Deram-se poderes ditatoriais e imorais aos presidentes dos partidos, aqueles que nomeiam na direção parentes e laranjas, sugam os fundos partidários e vendem horário de televisão, a cabeça de seus candidatos e arregimentam figuras pitorescas para, somadas, eleger gente de pouca consistência.
A situação orgiástica faz enjoar os eleitores; nunca como agora os jovens de 16 e 17 anos se desinteressaram de exercer o direito ao voto e deixaram de tirar o título de eleitor.

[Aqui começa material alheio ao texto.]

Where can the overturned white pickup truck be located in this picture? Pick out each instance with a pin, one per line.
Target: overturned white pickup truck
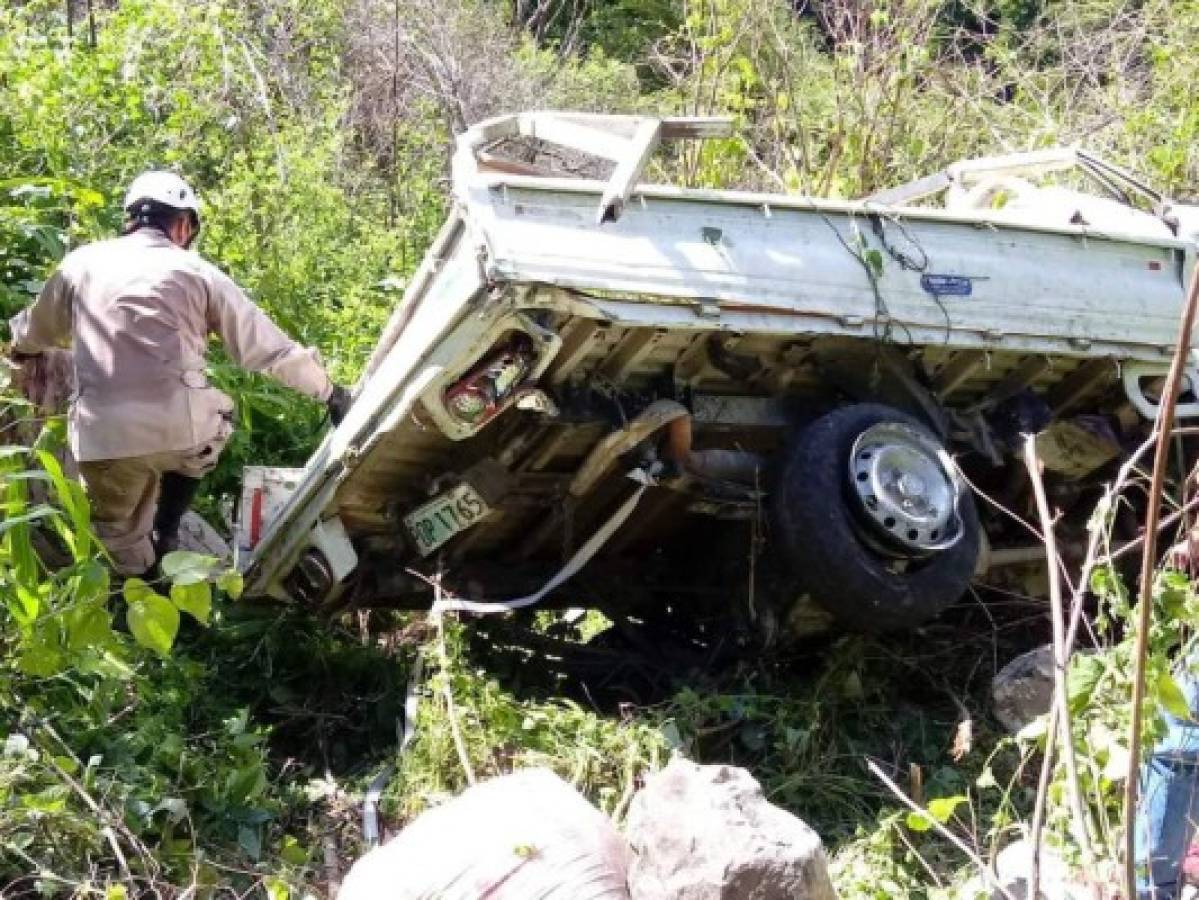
(685, 397)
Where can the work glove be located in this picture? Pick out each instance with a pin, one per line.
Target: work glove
(338, 404)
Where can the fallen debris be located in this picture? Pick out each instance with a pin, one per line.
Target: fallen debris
(1013, 871)
(708, 833)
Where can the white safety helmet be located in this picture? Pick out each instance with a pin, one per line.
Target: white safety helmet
(162, 187)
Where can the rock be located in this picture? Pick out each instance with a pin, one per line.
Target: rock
(1023, 689)
(517, 837)
(708, 833)
(1013, 870)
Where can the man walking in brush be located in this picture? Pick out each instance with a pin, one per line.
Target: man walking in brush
(136, 312)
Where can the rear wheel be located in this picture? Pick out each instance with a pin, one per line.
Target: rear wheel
(872, 520)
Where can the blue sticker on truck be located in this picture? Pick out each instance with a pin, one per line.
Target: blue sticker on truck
(947, 285)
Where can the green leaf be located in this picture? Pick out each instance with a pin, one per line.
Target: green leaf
(1170, 698)
(136, 589)
(251, 840)
(919, 821)
(1082, 678)
(196, 599)
(184, 567)
(232, 584)
(154, 621)
(91, 581)
(88, 626)
(941, 809)
(293, 852)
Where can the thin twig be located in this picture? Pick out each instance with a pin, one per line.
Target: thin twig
(1038, 808)
(940, 829)
(1061, 658)
(1148, 563)
(447, 688)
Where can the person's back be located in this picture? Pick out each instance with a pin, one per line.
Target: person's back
(137, 310)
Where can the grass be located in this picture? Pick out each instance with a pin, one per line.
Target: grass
(603, 716)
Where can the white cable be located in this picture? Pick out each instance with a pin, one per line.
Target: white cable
(580, 559)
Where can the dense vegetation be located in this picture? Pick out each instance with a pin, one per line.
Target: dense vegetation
(234, 755)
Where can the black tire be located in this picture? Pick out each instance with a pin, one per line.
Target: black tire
(817, 533)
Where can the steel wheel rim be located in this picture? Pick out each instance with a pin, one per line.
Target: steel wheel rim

Os horrores eleitorais são confortados quase sempre pelo STF, que, de guardião das leis, passou a legislar, atribuindo-se esse poder abandonado por um Congresso ocupado e absorvido em se locupletar.
Veja-se o enterro frustrante da revogação da imprescritibilidade dos danos ao erário, aprovada por 6 votos a 2 pelo STF na quinta-feira. Um dispositivo constitucional que cabe ao Congresso alterar. O Congresso se insurgiu? Não, pois com isso a Lava Jato morreu, as celas de Curitiba se esvaziarão, e os butins surrupiados por políticos e empreiteiras, que arrombaram o país antes de 2014, serão intocáveis.
Os principais partidos chafurdam nas negociações de partilhas, custe o que custar, no afã de sobreviver à catástrofe. Com a rejeição avassaladora, em média de três a sete vezes superior à admiração detectada pelas pesquisas de opinião, a maior preocupação é castrar neste momento as esperanças, retirar de cena quem pode incomodar.
Esse jogo macabro não é visível nem compreensível à massa dos eleitores; os comentaristas políticos escalados a julgar o bem e o mal olham mais a palha nos olhos alheios do que a tora que os cega. Entre a camada mais esclarecida da população abaixo dos 45 anos, a revolta cresce contra os governos em falência, junto com o desejo de abandonar definitivamente o Brasil.
Os partidos que fizeram sonhar as últimas gerações e se alternaram no poder chegaram a concordar recentemente com as listas fechadas, com um fundo de R$ 12 bilhões a cada campanha eleitoral (algo irresponsável e imoral, que daria por parlamentar R$ 20 milhões em verbas arrancadas dos contribuintes). Se não fosse a indignação da opinião pública, o projeto de lei de um parlamentar do PSDB de Minas teria sido aprovado por avassaladora maioria, estuprando o erário. Mantiveram R$ 2 bilhões e determinaram a impossibilidade de financiar com recursos próprios as campanhas de quem não tem cargo algum.
As pesquisas mostram que 50% da população pretende anular seu voto e quase 80% dela não votará nos atuais congressistas. Dessa forma, pode-se esperar o que aconteceu em 1990, quando os votos válidos em relação à eleição anterior, de 1986, devastaram o Congresso e varreram 40% do parlamentares. Neste ano, apesar do cerceamento imposto, a renovação poderá ser maior, com o voto nulo alcançando seu recorde.
Poderá criar-se, por essas leis, um Congresso de zumbis dos mantidos vivos pela legislação eleitoral, mas mortos pela insuficiência moral.